Francesco L Palmas1,2, Sarah L Prophet3, Lindsey L Vandergrift3, Taylor L. Fuss3, Shulin Wu3, Chin-Lee Wu3, Adam Feldman3, and Leo L. Cheng3
1Pathology, Massachusetts General Hospital, Charlestown, MA, United States, 2Chemical and Geological Sciences, University of Cagliari, Cagliari, Italy, 3Massachusetts General Hospital, Charlestown, MA, United States
Synopsis
Kidney cancer is the third most common genitourinary
malignancy in the US and leads to over 14,000 deaths and over 61,000 new cancer
diagnoses per year. Since metabolic pathways affect the development of several
malignancies, MRS was applied to highlight the existing alteration between
adjacent benign and cancer tissues. Furthermore, comparison of fresh-frozen paired
samples was performed to assess whether such strategy may interfere and deliver
different results. This approach was able to discriminate according to
pathological condition (benign-tumor) and showed no significant differences in
fresh-frozen pairs.
Introduction
Kidney
cancer is the third most common genitourinary malignancy in the US and leads to
over 14,000 deaths and over 61,000 new cancer diagnoses per year.1 Magnetic
resonance spectroscopy (MRS) has the potential to characterize the metabolic
profiles in tissues and certain biofluids.

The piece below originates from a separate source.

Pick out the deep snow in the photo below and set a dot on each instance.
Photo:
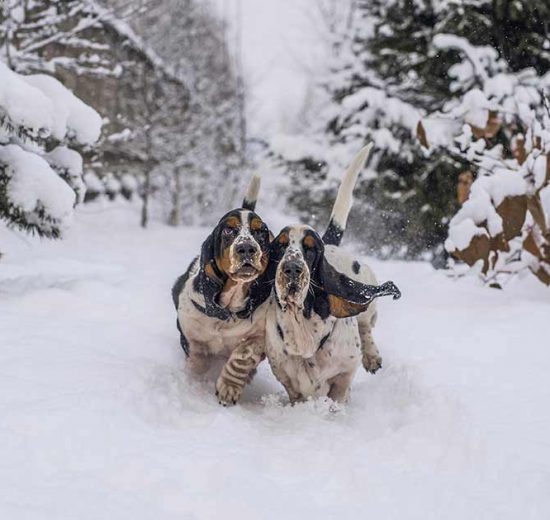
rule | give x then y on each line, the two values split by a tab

Since metabolic pathways play a
critical role in the development of several clinical conditions, highlighting
such pathways in renal cell carcinoma (RCC) may help to improve diagnostic
approaches. Indeed, together with ever increasing interests in multi-modality
imaging, MRS applied to onco-metabolomics has shown promising results in
detecting malignancy, predicting tumor stage, and evaluating potential
aggressiveness. The aims of the project are to characterize the metabolic
pattern of RCC specimens and to underline biochemical differences that may help
to distinguish benign from tumor tissues, and to test whether frozen samples
may deliver same results as fresh ones. All are necessary for the discovery of
biomarkers to be translated to in vivo
platforms, and improve clinical practice. Methods
Sixty-seven frozen (48 tumors and 19 adjacent
benign) and 13 fresh-frozen paired kidney biopsy samples were analyzed through intact
tissue MRS. MRS was performed with high-resolution magic angle spinning (HRMAS)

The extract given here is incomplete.